Wie setzt man sich als Frau in dieser Männerdomäne durch?

Schneider: Diplomatie ist sehr wichtig. Und niemanden zu brüskieren, ebenso wie Beharrlichkeit. Man muss nicht bei jedem Thema stur sein, aber man muss schon seine Themen suchen, die einem wichtig sind, um beharrlich zu bleiben. Immer nur gegen etwas zu reden, bringt gar nichts.

Mit welchen Eigenschaften punkten Sie persönlich?

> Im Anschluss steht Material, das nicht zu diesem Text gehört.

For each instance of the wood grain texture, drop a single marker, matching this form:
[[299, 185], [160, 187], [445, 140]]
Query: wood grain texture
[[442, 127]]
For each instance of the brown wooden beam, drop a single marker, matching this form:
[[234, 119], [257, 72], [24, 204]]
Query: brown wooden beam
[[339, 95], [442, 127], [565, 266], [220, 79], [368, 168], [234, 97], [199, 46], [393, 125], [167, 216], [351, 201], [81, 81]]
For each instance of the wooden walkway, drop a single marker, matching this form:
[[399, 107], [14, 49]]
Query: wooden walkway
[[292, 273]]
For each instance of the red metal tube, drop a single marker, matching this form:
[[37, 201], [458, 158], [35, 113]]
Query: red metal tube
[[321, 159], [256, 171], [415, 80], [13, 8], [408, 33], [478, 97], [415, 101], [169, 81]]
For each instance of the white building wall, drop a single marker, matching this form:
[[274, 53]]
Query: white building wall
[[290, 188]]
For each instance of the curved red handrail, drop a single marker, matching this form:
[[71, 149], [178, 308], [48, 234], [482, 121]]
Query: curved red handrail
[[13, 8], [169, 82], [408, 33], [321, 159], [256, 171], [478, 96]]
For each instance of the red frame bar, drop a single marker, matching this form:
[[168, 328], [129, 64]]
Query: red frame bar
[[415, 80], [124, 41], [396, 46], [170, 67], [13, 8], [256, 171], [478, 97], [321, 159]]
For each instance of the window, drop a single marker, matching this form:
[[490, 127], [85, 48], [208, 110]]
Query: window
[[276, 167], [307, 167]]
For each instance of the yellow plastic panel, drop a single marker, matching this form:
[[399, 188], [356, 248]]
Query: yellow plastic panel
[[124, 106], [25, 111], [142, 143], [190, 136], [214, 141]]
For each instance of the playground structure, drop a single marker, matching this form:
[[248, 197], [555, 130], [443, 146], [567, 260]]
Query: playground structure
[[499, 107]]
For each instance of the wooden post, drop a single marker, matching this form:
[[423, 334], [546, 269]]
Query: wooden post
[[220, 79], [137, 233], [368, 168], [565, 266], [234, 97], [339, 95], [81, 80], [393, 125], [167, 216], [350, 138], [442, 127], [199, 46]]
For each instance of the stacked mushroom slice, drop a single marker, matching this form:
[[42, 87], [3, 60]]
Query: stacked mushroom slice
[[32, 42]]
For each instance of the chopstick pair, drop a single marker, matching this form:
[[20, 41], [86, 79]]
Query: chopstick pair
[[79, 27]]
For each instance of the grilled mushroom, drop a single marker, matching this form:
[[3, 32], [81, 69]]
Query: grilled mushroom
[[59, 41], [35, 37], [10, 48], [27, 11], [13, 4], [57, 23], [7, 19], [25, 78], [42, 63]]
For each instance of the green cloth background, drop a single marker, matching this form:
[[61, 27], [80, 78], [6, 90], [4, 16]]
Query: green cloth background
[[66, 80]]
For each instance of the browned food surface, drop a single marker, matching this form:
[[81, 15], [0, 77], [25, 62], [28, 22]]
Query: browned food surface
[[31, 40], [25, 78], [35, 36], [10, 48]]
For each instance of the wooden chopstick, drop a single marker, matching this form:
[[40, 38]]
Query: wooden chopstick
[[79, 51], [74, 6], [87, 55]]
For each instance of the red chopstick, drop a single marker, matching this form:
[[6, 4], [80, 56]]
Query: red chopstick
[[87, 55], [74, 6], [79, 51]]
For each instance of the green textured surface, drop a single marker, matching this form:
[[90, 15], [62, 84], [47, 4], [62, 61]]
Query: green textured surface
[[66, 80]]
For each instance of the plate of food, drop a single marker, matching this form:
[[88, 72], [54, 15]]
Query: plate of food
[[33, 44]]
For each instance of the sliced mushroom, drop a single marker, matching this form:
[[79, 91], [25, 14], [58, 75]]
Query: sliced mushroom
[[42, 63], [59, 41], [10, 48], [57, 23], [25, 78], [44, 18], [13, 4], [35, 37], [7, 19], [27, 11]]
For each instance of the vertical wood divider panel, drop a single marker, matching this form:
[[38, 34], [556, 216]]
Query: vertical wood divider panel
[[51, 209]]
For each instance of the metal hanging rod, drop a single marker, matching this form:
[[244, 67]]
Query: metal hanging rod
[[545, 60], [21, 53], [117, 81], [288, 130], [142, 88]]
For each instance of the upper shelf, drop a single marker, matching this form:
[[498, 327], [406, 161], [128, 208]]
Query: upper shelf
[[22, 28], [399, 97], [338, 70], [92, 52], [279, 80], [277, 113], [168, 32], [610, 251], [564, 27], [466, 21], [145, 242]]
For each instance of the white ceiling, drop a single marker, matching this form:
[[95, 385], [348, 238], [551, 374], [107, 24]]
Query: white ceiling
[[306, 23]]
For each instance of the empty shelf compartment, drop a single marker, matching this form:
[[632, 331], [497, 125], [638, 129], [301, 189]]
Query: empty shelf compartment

Schneider: Ich bin von Haus aus ein sehr offener Mensch, niemand der reserviert wirkt. Ich setze mich auch nicht mit verschränkten Armen hin, lasse die Leute also an mich heran. Viele gute Zusprüche kamen auch aus der Verwaltung. Wenn sie ein größeres Problem hatten - nicht nur zum Thema Frau - sind sie auch mal zu mir gekommen. Generell muss man sich schon ein bisschen mehr anstrengen als ein Mann, aber ein gewisser Lernprozess ist auch wichtig. Das habe ich selbst erlebt. Früher habe ich oft viele Entscheidungen, die getroffen wurden, nicht verstanden. Heute ist das ganz anders.

Ein Blick in die Zukunft: Wie wird sich die Weiblichkeit in der Politik weiterentwickeln?

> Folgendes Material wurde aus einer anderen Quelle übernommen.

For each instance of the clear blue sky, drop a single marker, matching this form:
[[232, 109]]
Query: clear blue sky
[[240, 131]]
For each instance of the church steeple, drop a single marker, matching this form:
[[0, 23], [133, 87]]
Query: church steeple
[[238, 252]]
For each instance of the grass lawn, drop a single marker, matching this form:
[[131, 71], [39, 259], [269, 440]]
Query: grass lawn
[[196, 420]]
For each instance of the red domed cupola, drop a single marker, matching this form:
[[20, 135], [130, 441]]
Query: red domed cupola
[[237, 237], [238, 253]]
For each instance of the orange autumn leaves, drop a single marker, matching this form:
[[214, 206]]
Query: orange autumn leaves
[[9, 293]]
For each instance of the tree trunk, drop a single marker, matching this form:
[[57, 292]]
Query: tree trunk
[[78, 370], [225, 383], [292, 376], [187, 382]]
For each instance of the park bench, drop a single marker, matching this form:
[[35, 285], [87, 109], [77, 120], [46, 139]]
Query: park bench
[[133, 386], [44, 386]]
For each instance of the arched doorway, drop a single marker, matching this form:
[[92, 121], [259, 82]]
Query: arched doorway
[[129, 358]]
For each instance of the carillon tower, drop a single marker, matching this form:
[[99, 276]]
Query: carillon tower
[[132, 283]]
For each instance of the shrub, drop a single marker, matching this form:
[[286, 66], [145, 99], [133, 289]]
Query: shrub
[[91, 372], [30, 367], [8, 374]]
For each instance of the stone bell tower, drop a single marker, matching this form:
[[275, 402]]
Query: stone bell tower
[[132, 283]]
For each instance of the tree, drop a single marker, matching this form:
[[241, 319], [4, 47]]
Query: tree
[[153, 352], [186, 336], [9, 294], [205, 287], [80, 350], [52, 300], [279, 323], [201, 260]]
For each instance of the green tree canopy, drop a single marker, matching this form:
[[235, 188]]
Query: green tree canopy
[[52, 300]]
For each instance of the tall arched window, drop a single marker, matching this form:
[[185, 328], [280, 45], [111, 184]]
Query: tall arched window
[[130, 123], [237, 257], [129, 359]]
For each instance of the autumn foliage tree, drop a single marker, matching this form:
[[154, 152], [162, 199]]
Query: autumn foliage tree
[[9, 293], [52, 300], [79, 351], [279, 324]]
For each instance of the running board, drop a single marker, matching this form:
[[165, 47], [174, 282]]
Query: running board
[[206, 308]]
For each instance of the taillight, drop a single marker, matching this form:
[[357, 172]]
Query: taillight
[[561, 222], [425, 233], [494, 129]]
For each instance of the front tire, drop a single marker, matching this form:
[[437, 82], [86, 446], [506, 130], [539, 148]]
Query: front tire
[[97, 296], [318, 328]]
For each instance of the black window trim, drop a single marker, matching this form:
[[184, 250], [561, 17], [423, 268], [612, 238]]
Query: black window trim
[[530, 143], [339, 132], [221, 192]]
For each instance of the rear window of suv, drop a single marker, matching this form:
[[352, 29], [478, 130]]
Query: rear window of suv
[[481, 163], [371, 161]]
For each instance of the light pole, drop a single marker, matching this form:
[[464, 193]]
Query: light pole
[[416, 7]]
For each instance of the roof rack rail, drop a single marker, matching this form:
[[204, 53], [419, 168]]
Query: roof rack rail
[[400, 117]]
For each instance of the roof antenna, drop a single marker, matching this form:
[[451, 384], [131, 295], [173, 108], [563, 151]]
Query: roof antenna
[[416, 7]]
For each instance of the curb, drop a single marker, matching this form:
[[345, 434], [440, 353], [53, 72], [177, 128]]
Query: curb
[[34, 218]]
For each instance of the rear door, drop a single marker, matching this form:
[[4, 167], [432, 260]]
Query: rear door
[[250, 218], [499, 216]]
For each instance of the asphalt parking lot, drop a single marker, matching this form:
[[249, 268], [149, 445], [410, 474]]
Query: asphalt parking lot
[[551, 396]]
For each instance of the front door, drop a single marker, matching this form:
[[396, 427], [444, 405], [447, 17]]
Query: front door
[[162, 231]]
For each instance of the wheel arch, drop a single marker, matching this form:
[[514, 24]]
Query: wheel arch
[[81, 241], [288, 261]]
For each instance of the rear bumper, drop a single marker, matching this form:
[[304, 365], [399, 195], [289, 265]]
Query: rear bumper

Schneider: Wir machen gerade in Bezug auf die Wahlen in der vergangenen Zeit ein paar Rückschritte. Ich hoffe, dass das nur ein kleines, vorübergehendes Tief ist. Mein größter Wunsch ist, dass wir in 30 Jahren die Gremien fast paritätisch besetzt haben. Aber so leicht wird das nicht.

Wie stehen Sie zu einer Frauenquote, um die Gleichstellung voranzutreiben?

Schneider: Ich war anfangs ein Gegner der Frauenquote, weil ich mich als Restefrau gesehen hätte, nur weil das Gesetz es vorschreibt, den Platz aufzufüllen und nicht aufgrund der persönlichen Qualität. Aber man sieht auch, wie schleppend es vorangeht mit der Gleichstellung - wobei es politisch schon besser läuft, als beruflich. Aber ohne Quote würde wir noch wesentlich länger brauchen.

Warum haben Sie sich für den Gang in die Politik entschieden?

Schneider: Zum einen war es die Neugier. Ich habe schon immer Zeitung gelesen, mich informiert, wollte wissen, was los ist, was beschlossen wird und auch, wie die politischen Entscheidungsprozesse funktionieren. Der andere Grund war der Tod meines Mannes. Ich bin zu Hause versauert und Michael Kettner hat dann zu mir gesagt: "Sabine, mach' doch mit in der Politik, dann kommst du wieder unter die Leute." Und so war es dann auch.

Das Gespräch führte
Katrin Kretzmann.
Zur PersonDie politische Karriere von Sabine Schneider begann 2009. Damals zog die heute 52-Jährige als Nachrückerin von Karl-Heinz Katzki in den Kreistag ein. Fünf Jahre später wurde sie als Dritte Landrätin neben dem damaligen Amtsinhaber Roland Weigert und Stellvertreter Alois Rauscher einstimmig gewählt. Hauptberuflich arbeitet die Neuburgerin im Qualitätsmanagement des Futtermittelherstellers Trouw Nutrition.